Cette attirance pour la musique, Johnny Pacheco la doit à son père, Rafael Azarias Pacheco, clarinettiste renommé et chef d’orchestre. Né en 1935 à Santiago de los Caballeros, en République dominicaine, Johnny Pacheco – de son vrai nom Juan Azarias Pacheco – arrive à New York à l’âge de 11 ans, après que sa famille décide d’abandonner l’île pendant la dictature de Rafael Trujillo. Pacheco va alors suivre les pas de son père en étudiant la musique à la prestigieuse Juilliard School de New York.  Il prend des cours de percussion et apprend également de manière autodidacte à jouer de la clarinette, du violon, de l’accordéon ou encore du saxophone, avant de découvrir la flûte, qui deviendra son instrument de prédilection.

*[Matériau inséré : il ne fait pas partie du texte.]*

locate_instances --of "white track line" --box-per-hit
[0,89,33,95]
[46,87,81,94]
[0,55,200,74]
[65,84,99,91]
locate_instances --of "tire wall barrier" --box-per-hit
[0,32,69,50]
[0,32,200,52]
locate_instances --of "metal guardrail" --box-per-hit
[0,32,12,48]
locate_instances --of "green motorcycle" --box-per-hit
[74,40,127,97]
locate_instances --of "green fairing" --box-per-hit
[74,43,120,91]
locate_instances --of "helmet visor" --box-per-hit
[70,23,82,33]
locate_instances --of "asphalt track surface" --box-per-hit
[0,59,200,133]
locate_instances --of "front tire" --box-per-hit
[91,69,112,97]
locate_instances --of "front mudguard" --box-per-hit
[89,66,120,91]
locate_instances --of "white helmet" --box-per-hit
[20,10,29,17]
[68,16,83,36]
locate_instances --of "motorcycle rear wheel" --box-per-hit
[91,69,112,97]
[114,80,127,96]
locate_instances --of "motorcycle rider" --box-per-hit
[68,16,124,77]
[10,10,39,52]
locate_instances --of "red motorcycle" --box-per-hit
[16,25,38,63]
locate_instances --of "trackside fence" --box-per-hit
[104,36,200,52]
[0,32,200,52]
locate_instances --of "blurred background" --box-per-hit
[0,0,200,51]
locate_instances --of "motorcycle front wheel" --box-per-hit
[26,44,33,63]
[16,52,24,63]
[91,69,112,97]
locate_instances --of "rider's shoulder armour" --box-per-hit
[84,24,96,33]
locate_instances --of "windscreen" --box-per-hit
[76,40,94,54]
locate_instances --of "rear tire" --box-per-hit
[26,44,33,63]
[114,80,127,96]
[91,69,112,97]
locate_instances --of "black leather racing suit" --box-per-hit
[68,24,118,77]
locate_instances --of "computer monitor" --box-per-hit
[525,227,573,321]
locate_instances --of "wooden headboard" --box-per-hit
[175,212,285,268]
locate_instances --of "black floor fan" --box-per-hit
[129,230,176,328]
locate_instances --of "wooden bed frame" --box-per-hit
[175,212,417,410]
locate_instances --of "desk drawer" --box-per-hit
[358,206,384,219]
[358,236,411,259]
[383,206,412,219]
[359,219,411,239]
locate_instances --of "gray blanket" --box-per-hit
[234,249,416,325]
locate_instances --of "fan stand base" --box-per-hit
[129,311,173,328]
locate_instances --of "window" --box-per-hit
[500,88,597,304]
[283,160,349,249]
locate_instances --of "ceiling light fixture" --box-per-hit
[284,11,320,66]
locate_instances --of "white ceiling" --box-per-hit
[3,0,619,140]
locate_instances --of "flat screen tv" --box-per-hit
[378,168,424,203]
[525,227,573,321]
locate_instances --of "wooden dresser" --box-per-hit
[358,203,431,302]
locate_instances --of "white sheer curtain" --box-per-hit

Dans les années 1960, il crée son propre orchestre, Pacheco y su Charanga, dont le premier album s’est vendu à plus de 100 000 exemplaires et est devenu l’un des albums latinos les plus vendus de son époque. À travers sa musique, l’orchestre fait connaître la pachanga, un style cubain mélangeant le merengue et le conga, devenu très à la mode dans les orchestres latinos de New York. Le génie musical de Johnny Pacheco était de réussir à combiner les rythmes caribéens de Cuba, de Puerto Rico ou de son île avec le jazz et le funk des États-Unis. Pacheco explique d’ailleurs que ses « influences vont de la musique afro-cubaine au swing de Benny Goodman ».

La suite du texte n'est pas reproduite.